Misja: zakupy


Uczymy się na nowo nie marnować jedzenia. Z tak zwanych resztek powstają mniej lub bardziej wyszukane dania: zapiekanki, sałatki... Trochę przeszkadza mi pełna lodówka, bo przyzwyczaiłam się już do pustej. Do robienia zakupów z dnia na dzień. Robienie zakupów raz na tydzień jest uciążliwe. Jest nieekonomiczne. Zbędne. Ale nie w dzisiejszych czasach. Ludzie patrzą na nasze przepełnione po brzegi koszyki ze zdziwieniem, ale też z rozbawieniem pomieszanym z irytacją. Dziwią nam się. Sami się sobie dziwimy i śmiejemy się z siebie serdecznie, bo cóż innego nam pozostało. Ale przyznam szczerze, że teraz każde wyjście z domu przyprawia mnie o palpitacje serca, zwłaszcza do supermarketu. Przez cały tydzień spisujemy skrupulatnie listę zakupów, co rusz wykreślamy z niej rzeczy, które może jednak nie są niezbędne. Ostatnio uznaliśmy, że piwo nie jest artykułem pierwszej potrzebny i spędziliśmy wieczór (boleśnie) trzeźwi.

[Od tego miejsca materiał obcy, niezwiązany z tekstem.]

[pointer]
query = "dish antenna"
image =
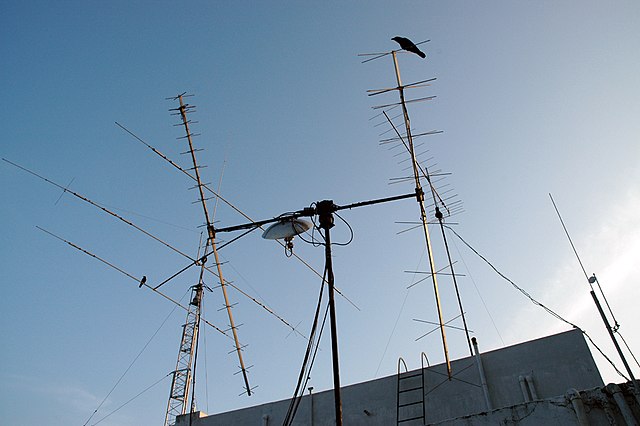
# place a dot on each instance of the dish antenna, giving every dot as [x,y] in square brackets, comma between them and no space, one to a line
[286,229]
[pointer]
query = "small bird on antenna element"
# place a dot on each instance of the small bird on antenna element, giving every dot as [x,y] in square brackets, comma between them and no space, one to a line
[408,45]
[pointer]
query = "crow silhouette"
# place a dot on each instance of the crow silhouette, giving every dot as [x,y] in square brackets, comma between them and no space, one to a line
[408,45]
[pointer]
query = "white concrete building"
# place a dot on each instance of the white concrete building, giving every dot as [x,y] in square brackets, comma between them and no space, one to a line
[549,381]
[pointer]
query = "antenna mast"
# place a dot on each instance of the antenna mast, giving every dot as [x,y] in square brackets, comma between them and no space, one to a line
[423,214]
[183,377]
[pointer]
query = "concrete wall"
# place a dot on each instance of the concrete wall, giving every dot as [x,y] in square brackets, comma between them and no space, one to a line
[554,363]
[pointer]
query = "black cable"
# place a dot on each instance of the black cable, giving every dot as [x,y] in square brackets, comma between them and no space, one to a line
[130,400]
[288,418]
[313,359]
[132,362]
[535,302]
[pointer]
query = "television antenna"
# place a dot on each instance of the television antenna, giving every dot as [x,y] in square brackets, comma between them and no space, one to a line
[184,375]
[420,172]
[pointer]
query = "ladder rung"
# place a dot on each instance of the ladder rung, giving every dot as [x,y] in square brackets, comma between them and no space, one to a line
[409,390]
[409,404]
[408,420]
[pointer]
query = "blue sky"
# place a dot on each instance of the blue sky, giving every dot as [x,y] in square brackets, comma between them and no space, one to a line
[533,98]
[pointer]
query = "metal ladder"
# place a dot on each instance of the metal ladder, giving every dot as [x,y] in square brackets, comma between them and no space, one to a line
[410,398]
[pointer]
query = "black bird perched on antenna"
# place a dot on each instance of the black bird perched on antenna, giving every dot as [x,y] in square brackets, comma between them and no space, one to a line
[408,45]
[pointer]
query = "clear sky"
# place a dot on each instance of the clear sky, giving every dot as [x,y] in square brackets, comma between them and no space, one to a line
[533,98]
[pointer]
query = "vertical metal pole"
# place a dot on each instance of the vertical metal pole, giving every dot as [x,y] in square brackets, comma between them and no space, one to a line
[325,213]
[211,241]
[423,214]
[615,343]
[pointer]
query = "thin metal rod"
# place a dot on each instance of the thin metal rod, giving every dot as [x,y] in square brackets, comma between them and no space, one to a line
[455,281]
[423,214]
[591,280]
[104,209]
[615,343]
[227,202]
[326,222]
[122,271]
[212,243]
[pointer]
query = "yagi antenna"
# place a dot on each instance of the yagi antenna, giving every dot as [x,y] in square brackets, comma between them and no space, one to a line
[419,172]
[227,202]
[183,377]
[142,282]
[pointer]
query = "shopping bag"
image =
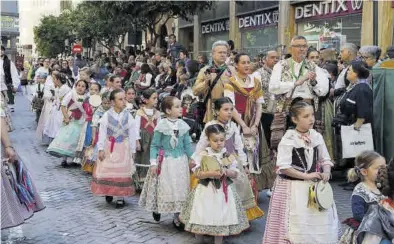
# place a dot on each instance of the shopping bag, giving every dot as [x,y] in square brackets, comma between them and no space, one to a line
[354,142]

Potem przez dwa dni przygotowujemy się psychicznie do wyjścia z bezpiecznego domu, odkładając ten moment jak najdłużej.

Dzisiaj zrobiliśmy zakupy w transzach. Paweł zszedł do sklepu osiedlowego po wodę i jajka, a ja po śniadaniu wyskoczyłam do drogerii, apteki, mięsnego i piekarni. Wszystko w jednym miejscu. Trochę zapomniałam już, jak to jest być na dworze. Wczoraj wprawdzie wyszłyśmy z maluchami na krótki spacer wokół bloku. Dzisiaj czułam się jednak jak postać z gry RPG. Ulice były takie inne, obce. Ludzie przemykali chodnikami ze spuszczonymi głowami, w maskach i rękawiczkach. Pod sklepem stałą już kilkumetrowa kolejka. Brak wolnych wózków. Zaraz wybije dziesiąta i zostanę cofnięta do domu, mimo wysiłku, który włożyłam w wyjście z domu. Ale nie, okazało się, że do apteki bez kolejki, tej na zewnątrz. W środku jest kilka innych. Pani sprzedaje mi leki, ale nagle okazuje się, że nie te. Zirytowana na mnie, że nie dopytała. Pani w mięsnym przynosi kiełbasę, ale nie tę, o którą mi chodziło. Orientuję się dopiero w drodze do domu. Przynajmniej drożdże pojawiły się w sklepach - mały symbol nadziei.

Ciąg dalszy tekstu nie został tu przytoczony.